From the Wires
Kazakhstan Youth Embrace G-Global International-Economic-Reform Movement
By: PR Newswire
Dec. 10, 2012 05:15 AM
ASTANA, Kazakhstan, December 10, 2012 /PRNewswire/ --
Kazakhstan university students are teaming up to enlist young people worldwide in the G-Global movement aimed at reforming the international economic system.
Students from a number of universities met at Eurasian National University on December 7 to support G-Global, President Nursultan Nazarbayev's initiative to increase the number of countries that set global economic policy.
The Eurasian Economic Club of Scientists Association, which has spearheaded the G-Global effort since the president announced it in late 2011, invited the students to the organizing event at Eurasian National University.

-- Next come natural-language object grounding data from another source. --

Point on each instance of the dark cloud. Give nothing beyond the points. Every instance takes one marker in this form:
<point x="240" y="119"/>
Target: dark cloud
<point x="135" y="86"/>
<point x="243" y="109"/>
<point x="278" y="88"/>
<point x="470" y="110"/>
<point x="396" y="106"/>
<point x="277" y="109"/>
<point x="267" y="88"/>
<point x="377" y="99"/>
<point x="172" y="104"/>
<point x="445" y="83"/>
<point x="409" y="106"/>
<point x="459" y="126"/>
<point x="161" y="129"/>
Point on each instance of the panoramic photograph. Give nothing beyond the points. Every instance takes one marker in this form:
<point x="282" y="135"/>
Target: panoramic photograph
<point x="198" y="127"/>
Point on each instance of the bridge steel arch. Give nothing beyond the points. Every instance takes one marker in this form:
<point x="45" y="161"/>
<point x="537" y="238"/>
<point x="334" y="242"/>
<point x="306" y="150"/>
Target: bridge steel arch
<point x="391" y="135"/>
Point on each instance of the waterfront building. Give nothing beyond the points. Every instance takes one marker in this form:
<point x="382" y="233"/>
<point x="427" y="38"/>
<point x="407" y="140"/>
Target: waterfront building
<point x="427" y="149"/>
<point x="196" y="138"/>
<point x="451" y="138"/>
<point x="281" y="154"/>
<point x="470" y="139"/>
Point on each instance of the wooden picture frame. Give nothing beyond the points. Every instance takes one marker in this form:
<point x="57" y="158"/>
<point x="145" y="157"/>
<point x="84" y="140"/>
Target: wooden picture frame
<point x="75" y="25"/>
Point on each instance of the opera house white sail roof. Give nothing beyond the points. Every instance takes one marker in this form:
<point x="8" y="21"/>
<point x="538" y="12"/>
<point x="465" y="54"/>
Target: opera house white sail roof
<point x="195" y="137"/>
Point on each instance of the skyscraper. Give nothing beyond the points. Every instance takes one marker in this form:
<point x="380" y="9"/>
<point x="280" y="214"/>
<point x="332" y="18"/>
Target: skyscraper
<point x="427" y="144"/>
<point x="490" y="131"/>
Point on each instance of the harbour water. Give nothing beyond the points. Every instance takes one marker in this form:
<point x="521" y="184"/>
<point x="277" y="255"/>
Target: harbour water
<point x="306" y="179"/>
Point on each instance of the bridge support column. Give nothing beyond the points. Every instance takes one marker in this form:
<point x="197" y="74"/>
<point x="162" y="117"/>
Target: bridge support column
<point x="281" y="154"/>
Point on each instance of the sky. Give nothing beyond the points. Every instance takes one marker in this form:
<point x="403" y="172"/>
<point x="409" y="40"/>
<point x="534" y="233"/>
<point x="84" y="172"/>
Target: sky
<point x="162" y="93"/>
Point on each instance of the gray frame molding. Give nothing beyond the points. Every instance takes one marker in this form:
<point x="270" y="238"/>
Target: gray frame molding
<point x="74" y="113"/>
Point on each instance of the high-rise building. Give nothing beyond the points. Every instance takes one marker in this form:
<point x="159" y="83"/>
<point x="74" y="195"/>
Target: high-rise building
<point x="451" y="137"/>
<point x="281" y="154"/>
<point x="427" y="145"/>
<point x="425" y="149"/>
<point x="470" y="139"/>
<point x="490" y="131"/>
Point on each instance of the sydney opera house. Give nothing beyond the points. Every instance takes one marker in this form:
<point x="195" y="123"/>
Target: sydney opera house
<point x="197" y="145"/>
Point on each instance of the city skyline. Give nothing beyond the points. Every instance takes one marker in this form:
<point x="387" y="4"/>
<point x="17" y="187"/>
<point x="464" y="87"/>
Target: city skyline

Serik Nugerbekov, a member of Kazakhstan's Senate who is co-chair of the Coordinating Council of the Eurasian Economic Club of Scientists Association, offered students his support as they spread the word that the world needs a fairer international economic system.
President Nazarbayev contends that a handful of wealthy countries have dominated the setting of international economic policy for far too long - to the detriment of other countries. He was referring to the Group of Eight and Group of 20 nations.
His G-Global Initiative calls for spreading international economic decision-making among dozens of countries. He wants developing countries in particular to help set global policy.
The G-Global website, http://www.group-global.org/?lang=en, promotes dialogue about global economic affairs. It also offers business people around the world information about investing in Kazakhstan.
Murat Karimsakov, chairman of the Coordinating Council of the Eurasian Economic Club of Scientists Association, told the students who gathered at Eurasian National University that they will be a sparkplug of the G-Global movement.
"We understand that young people have great intellectual capacity," he said. If Kazakhstan's leaders and the broader society give youth the support they need, they will be able to achieve their goals, he said.
As part of the G-Global youth-organizing event, a number of Eurasian National University professors and students issued an open letter to youth around the world inviting them to join the G-Global movement.
Kazakhstan's young people want to work with youth elsewhere to address some of the problems that divide the world, the letter said.
"Young people, as the most progressive and ambitious group of society," can play an important role in instituting change, said Ulan Baldahov, chairman of Eurasian National University's Center for Youth Policy. "Our future is in our hands, and we must be aware of our responsibility," he said.
Eurasian National University students offered to set up the headquarters of the G-Global youth movement at their institution - an idea which university President Erlan Syzdykov quickly endorsed.